I am starting to get a little nervous when I make grand public proclamations of hope, because it always seems to be after those moments that something earth-shattering happens.
Thanks to Facebook Memories, I can now see that exactly one day before my dad suddenly fell into a diabetic coma and was rushed to the emergency room where he took his last breath, I wrote this on my status: “My cup runneth over.”
I don’t know what to do with that. Part of me can’t help but feel really, really bitter. Another part of me wonders if it’s some strange prophecy of hope. That even in the midst of all this sorrow, my cup can still runneth over, right? I’ve certainly noticed blessings, of course. And I have seen a wild new life grow from such tragic death that I never would have seen otherwise. But isn’t it also just a kick in the gut?
It’s so strange now because I don’t feel I have the faith I used to proclaim. I don’t know exactly what I believe anymore. I don’t know what to make of that statement. But I breathe, and I sit, and I try to still myself, to connect with my Creator, to keep my eye on the center.
Last week, I wrote a blog post over at Grey Havens YA, part of that new life I was talking about.
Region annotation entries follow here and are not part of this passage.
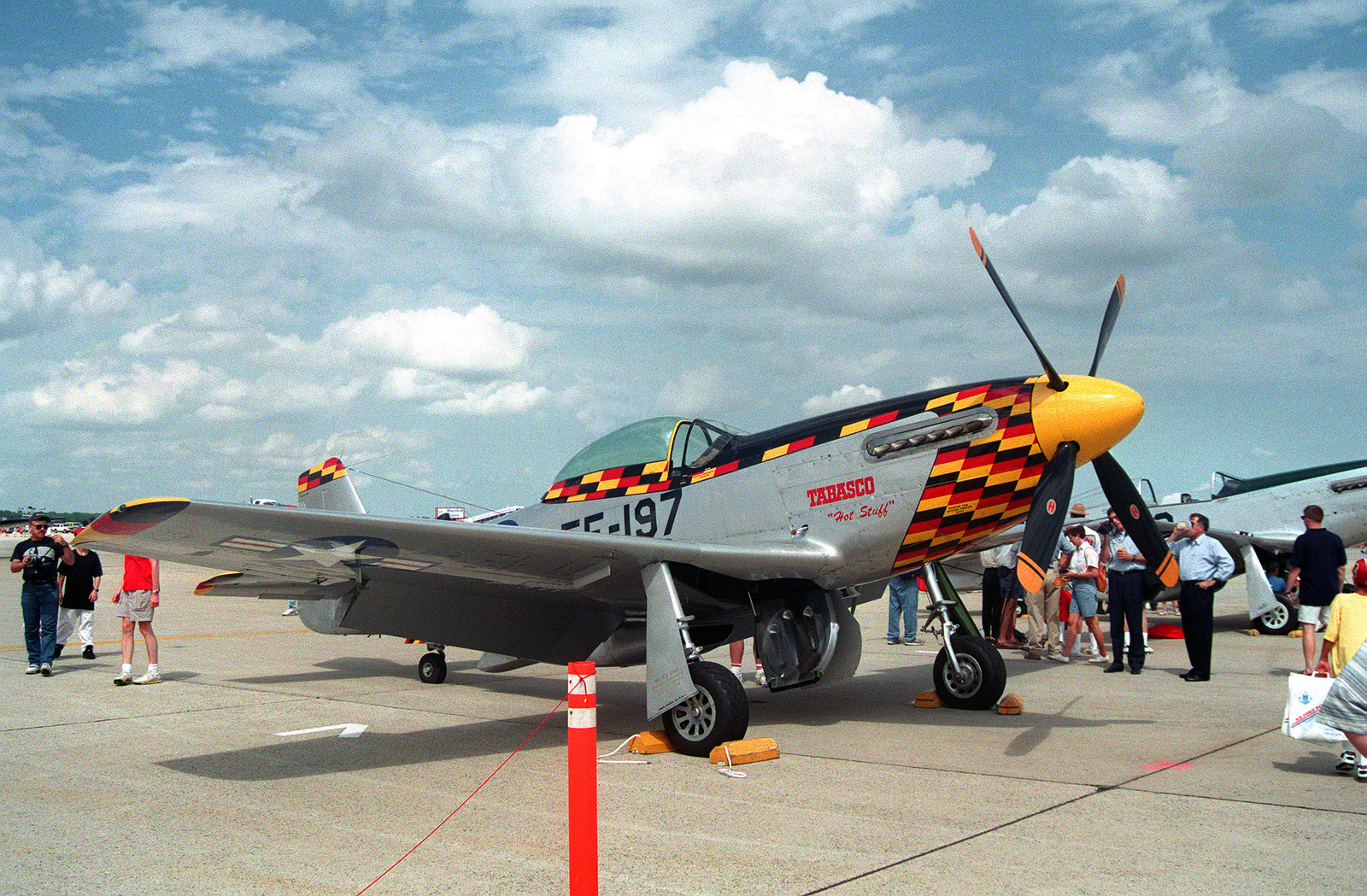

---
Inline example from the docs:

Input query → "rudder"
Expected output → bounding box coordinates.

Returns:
[299,458,365,513]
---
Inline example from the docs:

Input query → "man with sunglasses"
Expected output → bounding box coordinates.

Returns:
[9,511,73,676]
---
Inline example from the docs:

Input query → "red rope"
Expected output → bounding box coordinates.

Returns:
[355,697,567,896]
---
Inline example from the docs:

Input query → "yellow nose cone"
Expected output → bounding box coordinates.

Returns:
[1030,377,1144,466]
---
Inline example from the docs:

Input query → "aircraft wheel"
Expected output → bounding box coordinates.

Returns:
[665,663,750,755]
[1253,593,1300,635]
[419,650,446,684]
[935,636,1006,709]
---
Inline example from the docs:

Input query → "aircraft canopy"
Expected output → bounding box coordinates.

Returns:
[555,417,738,482]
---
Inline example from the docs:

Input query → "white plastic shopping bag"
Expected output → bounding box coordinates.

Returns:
[1282,672,1348,743]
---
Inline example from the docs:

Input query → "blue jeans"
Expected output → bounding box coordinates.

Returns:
[887,574,920,641]
[19,582,57,665]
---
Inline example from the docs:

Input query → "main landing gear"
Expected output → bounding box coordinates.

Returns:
[1253,591,1300,635]
[665,661,750,757]
[923,564,1006,709]
[419,643,446,684]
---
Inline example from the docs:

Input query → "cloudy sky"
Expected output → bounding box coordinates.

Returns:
[0,0,1367,515]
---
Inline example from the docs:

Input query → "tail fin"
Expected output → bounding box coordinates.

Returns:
[299,458,365,513]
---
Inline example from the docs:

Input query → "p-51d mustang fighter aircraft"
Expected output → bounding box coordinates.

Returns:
[1150,460,1367,635]
[77,231,1176,755]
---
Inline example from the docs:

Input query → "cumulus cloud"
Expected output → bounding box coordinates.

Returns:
[5,360,214,429]
[422,383,549,417]
[0,260,134,342]
[1276,68,1367,134]
[323,305,533,373]
[119,305,244,355]
[301,61,993,283]
[134,3,313,68]
[1051,50,1246,145]
[73,143,317,235]
[984,155,1199,273]
[802,383,883,417]
[0,2,313,100]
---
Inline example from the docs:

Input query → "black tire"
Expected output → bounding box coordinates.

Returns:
[1253,593,1300,635]
[665,663,750,755]
[419,650,446,684]
[935,636,1006,709]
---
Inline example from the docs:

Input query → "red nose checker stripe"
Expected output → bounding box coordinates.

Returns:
[893,384,1046,572]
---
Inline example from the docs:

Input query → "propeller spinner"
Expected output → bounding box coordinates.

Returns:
[968,228,1177,593]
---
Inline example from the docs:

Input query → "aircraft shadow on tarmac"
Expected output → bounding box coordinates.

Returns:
[159,659,1153,782]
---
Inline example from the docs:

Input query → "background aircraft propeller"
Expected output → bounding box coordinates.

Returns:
[968,228,1177,593]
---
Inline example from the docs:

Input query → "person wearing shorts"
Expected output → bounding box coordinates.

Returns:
[1287,504,1348,675]
[1061,526,1110,664]
[114,554,161,687]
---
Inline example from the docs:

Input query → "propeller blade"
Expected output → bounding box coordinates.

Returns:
[1087,274,1125,377]
[1016,442,1077,594]
[968,226,1068,393]
[1092,451,1177,588]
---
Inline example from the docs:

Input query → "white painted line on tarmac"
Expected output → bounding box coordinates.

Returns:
[275,723,369,738]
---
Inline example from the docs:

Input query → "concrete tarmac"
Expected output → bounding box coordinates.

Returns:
[0,548,1367,896]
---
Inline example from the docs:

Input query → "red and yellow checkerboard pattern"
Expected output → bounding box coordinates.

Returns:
[299,458,346,495]
[542,460,670,502]
[893,383,1046,574]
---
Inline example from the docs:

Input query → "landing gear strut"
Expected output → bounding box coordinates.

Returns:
[921,564,1006,709]
[665,663,750,757]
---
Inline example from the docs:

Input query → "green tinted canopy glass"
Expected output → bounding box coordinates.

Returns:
[555,417,684,482]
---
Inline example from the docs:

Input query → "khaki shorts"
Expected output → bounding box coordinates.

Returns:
[114,591,155,623]
[1296,604,1329,625]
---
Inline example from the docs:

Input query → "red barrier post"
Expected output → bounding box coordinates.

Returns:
[569,663,597,896]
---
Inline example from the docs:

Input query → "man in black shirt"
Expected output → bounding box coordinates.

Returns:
[52,529,104,659]
[9,511,75,676]
[1287,504,1348,675]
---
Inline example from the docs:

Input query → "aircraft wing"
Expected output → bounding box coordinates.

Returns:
[1158,520,1304,559]
[75,499,839,663]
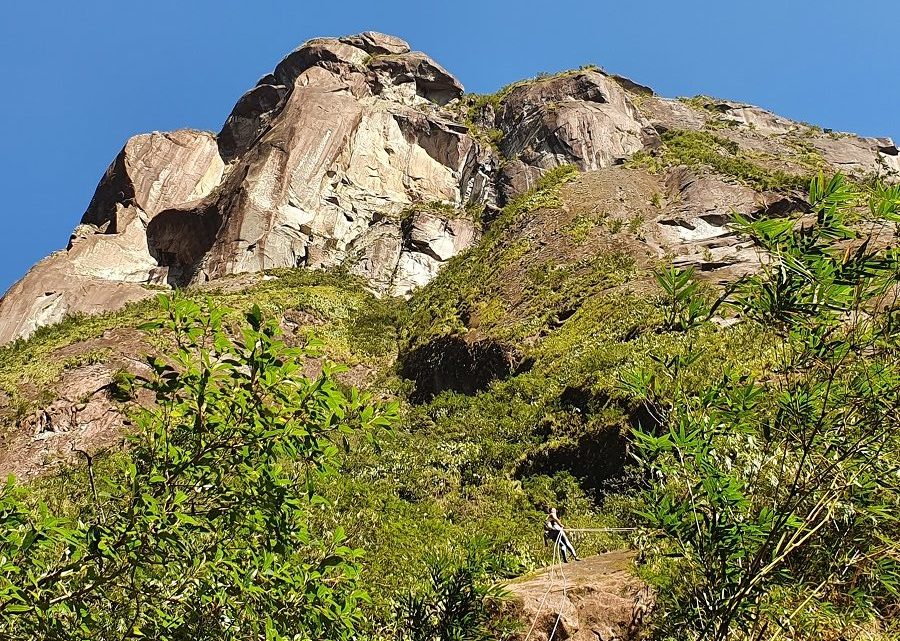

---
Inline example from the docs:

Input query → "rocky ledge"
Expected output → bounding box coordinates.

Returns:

I wrote about Gandalf’s quote in The Fellowship of the Ring when Frodo laments of his burden and wishes all the darkness had never happened. Gandalf says, “So do all who live to see such times, but that is not for them to decide. … All we have to decide is what to do with the time that is given to us.” It’s a wonderful thought, as most Tolkien quotes are. I wrote about how even in the midst of dark times, I have chosen to do something that brings light to the world. Those young adults blow me away every time and make me so glad that I chose to spend my time with them, that I could turn the shadows of my past into something beautiful.
A few days after that proclamation of hope, a new shadow swept in: I suddenly learned that I inherited polycystic kidney disease from my mother. It means that I have cysts on my kidneys that may eventually stop them from functioning properly. Some people have this disease all their lives and never notice a problem. Others have to be on dialysis or get a transplant. I don’t know what it’ll look like for me, so I’m hesitant to say much. I don’t even know what stage it’s at yet or if there’s something worse on my left kidney. I have more tests and appointments to find out, and it’s all quite unnerving. There’s a problem in my body that I don’t even feel, and that I did nothing to cause, and that I can’t do anything to change…
While I still don’t know what to do about my 2013 proclamation that “my cup runneth over,” I do know that I want to hold on to Gandalf’s advice, to decide what to do with the time that is given to me. I don’t know what that time may look like going forward. It may be full off appointments and medication and drastic diet changes, but I hope that it will also be full of laughter, love, and work that makes a difference.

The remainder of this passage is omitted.